Definition of Buffed Leather
Buffed leather is leather with the top grain surface removed by sanding before it’s embossed or coated with a pigment color layer.
The result is a two-tone effect, with sections of the hide feeling smooth and suede-like, and other parts where the pebble is more pronounced.
Buffing is mainly done on leather to remove surface imperfections or irregularities and obtain a uniform grain pattern in an effort to reduce the cutting waste (what’s left over after cutting away the desired shape. See yield).
The process entails sanding the leather using abrasive brushes or wheels to create a smooth, even surface. That’s why buffed leather products have a uniform, polished surface appearance.

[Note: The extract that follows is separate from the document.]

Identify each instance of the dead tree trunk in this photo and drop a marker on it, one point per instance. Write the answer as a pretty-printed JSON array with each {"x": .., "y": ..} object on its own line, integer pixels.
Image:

Buffing helps to remove marks, scratches, and surface scars, giving the leather an enhanced overall appearance. It also improves the leather’s flexibility and pliability, giving it a better feel and texture.
However, buffing alters some of leather’s natural characteristics like breathability and rich patina, making buffed leather less superior in quality.
Expert Tip: To test if a finished leather has been previously buffed, remove the finish with a solvent. If a nubuck-like surface appears, then the leather had been buffed before applying the finish.
Example of Buffed Leather in a Sentence
"The buffed leather shoes had a bright shine that made them more attractive."